Scottish Re (US), Inc. (SRUS) is a licensed health and life insurance provider that offers only insurance and coinsurance. SRUS ceased to engage in new business in 2008, but retained its existing financial agreements with cedants and reinsurers. Many years before this, SRUS began to experience financial problems related to its renewable annual insurance. To fulfill its mandate, SRUS, as a financial unit, has previously relied on financial support from parent companies. When their parent companies filed for bankruptcy in 2018, SRUS’s financial picture grew.
By early 2019, the Insurance Commissioner of the State of Delaware (Commissioner) determined that SRUS was in serious financial trouble and had entered into bankruptcy proceedings. The Court of Chancery subsequently placed the company in receivership and appointed the Commissioner as the official receiver of the company. On June 30, 2020, the Commissioner issued a revised plan, although no final plan has yet to be submitted to the court.
After SRUS’s opponents reviewed the proposed plan, many arguments arose about the nature and types of information the Commissioner intends to provide to the plaintiffs. A summary of these issues revealed a deeper issue that divided the parties: the parties disagreed on whether the waiver standard should be applied to the rehabilitation plan. A group of 57 cedants and five returnees argued that the court could not accept any order that did not provide, at least in part, the cost of removal to the plaintiffs. The commissioner and another panel of seven recusants disagreed.
The Human Rights Court recognized that this was a prima facie case. After considering Delaware statutes, case law, secondary sources, and public policy, the court determined that, for violations of Delaware law, neither statute nor common law requires the Commissioner to meet the barring standard of obtaining court approval. reform process. In particular, the court noted that Delaware’s statutory framework for reviewing proposed revisions did not address whether the prohibition standard applied, unlike other statutes cited by the dissent. The court also noted that the balance of policy was advised to take action on the issue from the General Assembly instead of the court.

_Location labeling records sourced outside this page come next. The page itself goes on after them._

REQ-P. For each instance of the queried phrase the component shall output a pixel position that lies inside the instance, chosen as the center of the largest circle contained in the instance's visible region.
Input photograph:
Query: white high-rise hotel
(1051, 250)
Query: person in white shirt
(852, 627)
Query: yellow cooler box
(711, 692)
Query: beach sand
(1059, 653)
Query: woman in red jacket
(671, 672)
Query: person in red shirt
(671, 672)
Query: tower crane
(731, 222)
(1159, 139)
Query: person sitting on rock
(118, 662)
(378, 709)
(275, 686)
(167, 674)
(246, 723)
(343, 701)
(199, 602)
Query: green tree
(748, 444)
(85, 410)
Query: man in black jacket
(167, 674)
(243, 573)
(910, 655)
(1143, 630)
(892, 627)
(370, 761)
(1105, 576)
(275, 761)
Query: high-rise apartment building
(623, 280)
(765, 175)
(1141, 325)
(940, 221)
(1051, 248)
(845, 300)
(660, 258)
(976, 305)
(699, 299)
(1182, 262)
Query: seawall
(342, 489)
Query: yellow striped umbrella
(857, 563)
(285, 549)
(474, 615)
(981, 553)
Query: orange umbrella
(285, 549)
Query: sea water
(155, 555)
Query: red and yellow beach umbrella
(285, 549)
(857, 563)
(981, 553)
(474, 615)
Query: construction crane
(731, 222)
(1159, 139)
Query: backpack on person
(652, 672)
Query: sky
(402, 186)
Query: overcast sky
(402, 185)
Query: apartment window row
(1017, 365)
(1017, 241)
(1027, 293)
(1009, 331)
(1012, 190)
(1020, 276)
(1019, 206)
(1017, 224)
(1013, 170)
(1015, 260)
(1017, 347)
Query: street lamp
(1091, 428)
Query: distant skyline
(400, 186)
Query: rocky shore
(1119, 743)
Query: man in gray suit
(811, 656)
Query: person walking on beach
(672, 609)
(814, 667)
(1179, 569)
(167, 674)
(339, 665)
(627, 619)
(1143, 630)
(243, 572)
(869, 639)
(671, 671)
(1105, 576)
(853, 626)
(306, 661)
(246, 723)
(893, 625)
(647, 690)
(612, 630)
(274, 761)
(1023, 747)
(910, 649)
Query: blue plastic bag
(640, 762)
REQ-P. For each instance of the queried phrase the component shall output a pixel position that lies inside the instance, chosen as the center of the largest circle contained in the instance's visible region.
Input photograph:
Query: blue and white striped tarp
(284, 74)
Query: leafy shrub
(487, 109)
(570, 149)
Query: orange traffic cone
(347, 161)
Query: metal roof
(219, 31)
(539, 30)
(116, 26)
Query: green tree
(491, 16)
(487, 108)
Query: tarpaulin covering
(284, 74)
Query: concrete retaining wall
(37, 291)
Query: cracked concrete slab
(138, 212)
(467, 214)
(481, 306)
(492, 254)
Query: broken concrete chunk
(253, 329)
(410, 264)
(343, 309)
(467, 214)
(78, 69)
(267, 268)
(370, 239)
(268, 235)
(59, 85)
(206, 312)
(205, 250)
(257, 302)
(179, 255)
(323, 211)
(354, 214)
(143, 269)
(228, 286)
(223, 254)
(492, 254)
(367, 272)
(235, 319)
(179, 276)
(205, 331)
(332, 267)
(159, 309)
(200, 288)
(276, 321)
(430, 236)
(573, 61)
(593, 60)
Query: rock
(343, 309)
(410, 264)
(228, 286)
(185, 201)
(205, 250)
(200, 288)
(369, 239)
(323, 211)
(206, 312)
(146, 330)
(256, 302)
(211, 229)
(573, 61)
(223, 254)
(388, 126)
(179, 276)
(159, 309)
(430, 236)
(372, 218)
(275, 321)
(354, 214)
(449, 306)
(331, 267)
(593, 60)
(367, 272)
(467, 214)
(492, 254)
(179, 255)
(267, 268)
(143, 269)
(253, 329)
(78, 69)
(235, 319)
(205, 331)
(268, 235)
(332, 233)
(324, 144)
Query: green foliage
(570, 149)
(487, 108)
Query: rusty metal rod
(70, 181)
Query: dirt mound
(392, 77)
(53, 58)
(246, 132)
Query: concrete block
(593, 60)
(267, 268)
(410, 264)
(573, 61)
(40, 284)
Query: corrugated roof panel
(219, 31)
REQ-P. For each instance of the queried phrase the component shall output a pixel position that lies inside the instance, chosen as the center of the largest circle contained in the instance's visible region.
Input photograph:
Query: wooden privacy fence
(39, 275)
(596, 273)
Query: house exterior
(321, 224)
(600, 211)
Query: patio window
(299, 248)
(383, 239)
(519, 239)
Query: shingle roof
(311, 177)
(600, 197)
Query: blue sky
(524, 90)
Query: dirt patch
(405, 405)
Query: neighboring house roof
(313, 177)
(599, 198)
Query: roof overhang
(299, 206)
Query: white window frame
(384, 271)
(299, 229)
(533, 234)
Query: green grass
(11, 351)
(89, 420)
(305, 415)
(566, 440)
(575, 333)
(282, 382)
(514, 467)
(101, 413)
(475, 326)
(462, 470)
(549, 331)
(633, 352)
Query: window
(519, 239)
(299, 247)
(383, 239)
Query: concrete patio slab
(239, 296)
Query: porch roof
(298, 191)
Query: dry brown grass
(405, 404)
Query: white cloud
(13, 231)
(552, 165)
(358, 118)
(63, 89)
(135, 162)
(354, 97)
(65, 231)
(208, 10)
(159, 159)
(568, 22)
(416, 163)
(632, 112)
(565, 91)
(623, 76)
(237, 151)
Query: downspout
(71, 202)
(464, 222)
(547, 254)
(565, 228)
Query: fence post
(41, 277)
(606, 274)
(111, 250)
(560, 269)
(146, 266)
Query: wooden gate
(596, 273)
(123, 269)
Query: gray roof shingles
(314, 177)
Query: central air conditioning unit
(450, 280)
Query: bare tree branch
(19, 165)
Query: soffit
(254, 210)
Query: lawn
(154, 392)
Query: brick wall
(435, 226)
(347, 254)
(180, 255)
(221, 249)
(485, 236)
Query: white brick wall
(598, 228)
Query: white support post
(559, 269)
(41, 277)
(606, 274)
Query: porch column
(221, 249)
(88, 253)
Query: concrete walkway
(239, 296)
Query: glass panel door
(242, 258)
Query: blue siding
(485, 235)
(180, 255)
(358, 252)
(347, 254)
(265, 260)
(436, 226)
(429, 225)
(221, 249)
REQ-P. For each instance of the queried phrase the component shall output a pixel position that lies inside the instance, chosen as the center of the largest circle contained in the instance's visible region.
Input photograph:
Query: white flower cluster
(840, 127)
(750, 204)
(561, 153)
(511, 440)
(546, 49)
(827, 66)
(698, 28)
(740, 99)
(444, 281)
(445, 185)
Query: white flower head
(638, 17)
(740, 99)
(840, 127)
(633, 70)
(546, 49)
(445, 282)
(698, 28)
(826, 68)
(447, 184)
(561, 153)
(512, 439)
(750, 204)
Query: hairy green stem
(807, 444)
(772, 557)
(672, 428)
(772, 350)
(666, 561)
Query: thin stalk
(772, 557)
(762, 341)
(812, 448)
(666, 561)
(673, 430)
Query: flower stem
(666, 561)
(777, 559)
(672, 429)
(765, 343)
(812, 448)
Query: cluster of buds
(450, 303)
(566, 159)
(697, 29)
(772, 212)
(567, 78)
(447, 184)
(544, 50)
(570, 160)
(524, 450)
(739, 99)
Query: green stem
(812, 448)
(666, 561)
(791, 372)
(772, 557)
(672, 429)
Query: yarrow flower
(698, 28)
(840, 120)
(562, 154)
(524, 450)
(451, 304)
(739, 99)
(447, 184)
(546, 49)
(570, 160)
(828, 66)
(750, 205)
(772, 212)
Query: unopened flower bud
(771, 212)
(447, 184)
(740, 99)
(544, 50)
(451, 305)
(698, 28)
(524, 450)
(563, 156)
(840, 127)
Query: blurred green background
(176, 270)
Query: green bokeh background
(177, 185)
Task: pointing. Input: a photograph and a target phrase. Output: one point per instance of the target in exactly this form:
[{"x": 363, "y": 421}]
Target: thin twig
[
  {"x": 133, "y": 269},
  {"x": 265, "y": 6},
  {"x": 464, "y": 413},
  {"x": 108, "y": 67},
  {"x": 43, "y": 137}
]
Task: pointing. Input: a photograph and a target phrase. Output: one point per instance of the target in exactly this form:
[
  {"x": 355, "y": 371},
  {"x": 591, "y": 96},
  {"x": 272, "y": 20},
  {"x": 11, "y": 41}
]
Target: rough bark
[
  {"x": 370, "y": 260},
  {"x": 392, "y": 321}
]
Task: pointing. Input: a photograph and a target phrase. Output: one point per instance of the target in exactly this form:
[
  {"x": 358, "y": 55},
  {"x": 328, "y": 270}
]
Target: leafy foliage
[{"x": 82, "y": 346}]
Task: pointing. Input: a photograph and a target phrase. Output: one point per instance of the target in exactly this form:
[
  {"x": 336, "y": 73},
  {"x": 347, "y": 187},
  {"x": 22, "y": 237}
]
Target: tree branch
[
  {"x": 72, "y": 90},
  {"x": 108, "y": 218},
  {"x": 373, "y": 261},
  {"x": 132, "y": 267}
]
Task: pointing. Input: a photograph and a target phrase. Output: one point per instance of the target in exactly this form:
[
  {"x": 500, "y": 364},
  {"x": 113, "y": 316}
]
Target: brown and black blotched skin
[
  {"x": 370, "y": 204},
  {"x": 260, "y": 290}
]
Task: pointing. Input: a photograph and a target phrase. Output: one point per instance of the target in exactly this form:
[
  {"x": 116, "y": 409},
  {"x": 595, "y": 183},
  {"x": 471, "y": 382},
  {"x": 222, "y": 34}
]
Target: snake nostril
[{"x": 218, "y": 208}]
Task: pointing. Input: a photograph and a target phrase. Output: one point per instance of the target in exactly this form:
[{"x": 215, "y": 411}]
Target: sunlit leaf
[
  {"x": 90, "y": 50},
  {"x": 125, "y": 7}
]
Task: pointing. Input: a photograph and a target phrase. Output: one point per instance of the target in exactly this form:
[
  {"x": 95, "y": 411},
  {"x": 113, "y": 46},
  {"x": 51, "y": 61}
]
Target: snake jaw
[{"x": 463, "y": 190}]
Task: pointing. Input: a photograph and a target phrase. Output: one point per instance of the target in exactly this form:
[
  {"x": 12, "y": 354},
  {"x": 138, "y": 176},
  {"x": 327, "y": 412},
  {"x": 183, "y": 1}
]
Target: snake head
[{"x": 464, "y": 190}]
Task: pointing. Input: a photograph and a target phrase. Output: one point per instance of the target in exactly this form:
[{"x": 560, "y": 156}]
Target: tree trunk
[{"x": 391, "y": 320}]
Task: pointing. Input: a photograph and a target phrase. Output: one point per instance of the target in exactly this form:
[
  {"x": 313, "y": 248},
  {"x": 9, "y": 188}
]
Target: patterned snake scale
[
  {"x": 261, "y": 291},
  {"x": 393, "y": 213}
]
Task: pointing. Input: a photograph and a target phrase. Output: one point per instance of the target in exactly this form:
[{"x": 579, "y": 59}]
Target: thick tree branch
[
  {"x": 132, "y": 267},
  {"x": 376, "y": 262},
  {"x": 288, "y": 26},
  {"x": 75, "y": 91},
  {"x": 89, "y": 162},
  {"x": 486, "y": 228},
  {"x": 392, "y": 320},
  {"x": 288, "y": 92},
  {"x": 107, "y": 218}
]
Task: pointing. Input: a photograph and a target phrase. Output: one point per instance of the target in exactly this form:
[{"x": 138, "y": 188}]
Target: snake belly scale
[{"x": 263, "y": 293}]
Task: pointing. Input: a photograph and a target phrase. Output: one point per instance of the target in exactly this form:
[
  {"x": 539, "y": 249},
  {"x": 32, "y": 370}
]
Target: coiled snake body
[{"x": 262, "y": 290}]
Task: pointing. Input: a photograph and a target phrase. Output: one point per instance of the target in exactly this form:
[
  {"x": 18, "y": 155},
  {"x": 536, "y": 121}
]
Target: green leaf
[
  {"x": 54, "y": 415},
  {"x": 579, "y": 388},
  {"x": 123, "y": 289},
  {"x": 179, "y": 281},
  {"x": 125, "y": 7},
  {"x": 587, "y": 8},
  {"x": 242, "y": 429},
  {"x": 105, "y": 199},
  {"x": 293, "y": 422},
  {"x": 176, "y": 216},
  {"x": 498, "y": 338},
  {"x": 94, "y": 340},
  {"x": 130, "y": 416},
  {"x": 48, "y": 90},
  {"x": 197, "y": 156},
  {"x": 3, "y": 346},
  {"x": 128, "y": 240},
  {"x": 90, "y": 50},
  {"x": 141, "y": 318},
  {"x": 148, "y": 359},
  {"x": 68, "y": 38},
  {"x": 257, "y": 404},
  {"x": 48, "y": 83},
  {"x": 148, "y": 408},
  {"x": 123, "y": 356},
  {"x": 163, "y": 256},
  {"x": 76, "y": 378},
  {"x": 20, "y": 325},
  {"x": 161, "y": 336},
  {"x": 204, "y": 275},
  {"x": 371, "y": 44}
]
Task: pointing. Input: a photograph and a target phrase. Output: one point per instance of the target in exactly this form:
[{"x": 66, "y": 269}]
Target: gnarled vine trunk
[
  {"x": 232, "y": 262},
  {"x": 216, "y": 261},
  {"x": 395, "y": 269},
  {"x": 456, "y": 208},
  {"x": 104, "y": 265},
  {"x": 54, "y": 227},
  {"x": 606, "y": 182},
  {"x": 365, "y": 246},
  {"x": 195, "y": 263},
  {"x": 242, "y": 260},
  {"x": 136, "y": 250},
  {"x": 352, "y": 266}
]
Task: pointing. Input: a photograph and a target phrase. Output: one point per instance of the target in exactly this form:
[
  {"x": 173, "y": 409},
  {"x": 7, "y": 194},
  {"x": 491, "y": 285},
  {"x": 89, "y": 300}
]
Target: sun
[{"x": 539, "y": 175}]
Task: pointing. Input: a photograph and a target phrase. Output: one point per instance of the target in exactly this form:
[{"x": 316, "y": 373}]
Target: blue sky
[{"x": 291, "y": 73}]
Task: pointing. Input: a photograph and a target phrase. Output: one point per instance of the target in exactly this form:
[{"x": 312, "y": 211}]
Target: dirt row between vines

Reviewing decisions from other jurisdictions to consider this issue, the court emphasized that each of these majors came from two Depression-era decisions from the US Supreme Court and the California Supreme Court, both stemming from the Pacific Mutual Life reform. Insurance Company of California. See Carpenter v. Pac. Mut. Moyo Ins. Co. (Carpenter I), 74 P.2d 761 (Cal. 1937), aff’d subnoun. Neblett v. Carpenter (Carpenter II), 305 US 297 (1938). After a careful reading of the rulings, the court found that the rulings were “standing.” The rulings did not state that a reformation plan must meet the standard of dismissal or that the court would not approve a reformation plan that did not meet that standard. Instead, a Pacific Mutual Decisions stated that a restructuring plan that met the standard of exclusion would not raise legal challenges.
Therefore, the court said that the plaintiff can object if it can be shown that the plan fails to provide the cost of removal, while the court can consider the objection on its own grounds. Therefore, the court wanted the Commissioner to provide sufficient information about the rehabilitation process to determine if they can object.